Europa als »gemeinsamer Schicksals- und Zukunftsraum«: Diese bereits bei den Nazis gebräuchliche Begrifflichkeit umschreibt die konzeptionelle Grundausrichtung der Europapolitik des CAP. In dem hauseigenen Periodikum CAP Analyse, Heft 4/2006, stellt Weidenfeld mit zwei Mitarbeiterinnen des Centrums konzeptionelle Überlegungen an, in denen vier Schwerpunkte deutlich werden1: Die weltpolitische Lage ist von veränderten Konstellationen mit neuen Mächten und neuen Herausforderungen gekennzeichnet. Europa kann es sich nicht leisten, im Abseits zu stehen, wenn es darum geht, für die wirtschaftlichen und politischen Entwicklungen »Ordnungsformen« zu finden, die Orientierung und Erwartungssicherheit bieten. Nach der Erweiterung grenzt die EU an Länder, zu denen das Verhältnis aus strategischer Sicht neu geklärt werden muß. Besondere Verantwortung kommt der EU im Südosten des Kontinents zu. Die Beitrittsperspektive für die Länder des Westbalkans fördert nicht nur Reformen und westlich-liberal orientierte politische Kräfte in den Balkanländern, sondern liegt auch im ureigenen Interesse der EU und ihrer Mitgliedsstaaten. Die EU-Erweiterung in Richtung Westbalkan ist keine Frage des Ob, sondern des Wann und des Wie. Die Attraktivität Europas endet jedoch nicht auf dem Balkan.
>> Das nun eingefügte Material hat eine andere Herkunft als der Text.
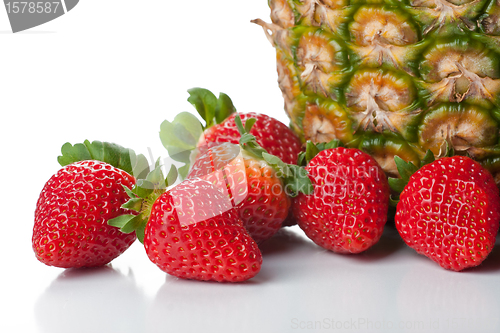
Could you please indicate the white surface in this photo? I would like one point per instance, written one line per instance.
(113, 71)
Weitere Staaten drängen mit Vehemenz in die EU. Mit dem Beginn von Beitrittsverhandlungen mit der Türkei erhält Europa ein neues Format; es ist »endgültig entgrenzt«. Die Europäische Union ist schon aufgrund ihrer schieren Größe und wirtschaftlichen Stärke ein Faktor der Weltpolitik, gleichzeitig aber ein sehr störanfälliger Akteur. Kein Mitgliedsstaat wird für sich alleine einen ausreichenden Beitrag zur Bewältigung der neuen, weltweiten Herausforderungen leisten können. Die globale Sicherung gemeinsamer Interessen erfordert eine konsequente Bündelung der Verteidigungskapazitäten durch die Schaffung einer europäischen Armee mit den dazu gehörenden Organisations- und Kommandostrukturen. Die Schaffung integrierter Streitkräfte wird zu einer Steigerung der »militärischen Leistungsfähigkeit« Europas führen und die Staaten sicherheitspolitisch enger zusammenrücken lassen als jemals zuvor in ihrer Geschichte.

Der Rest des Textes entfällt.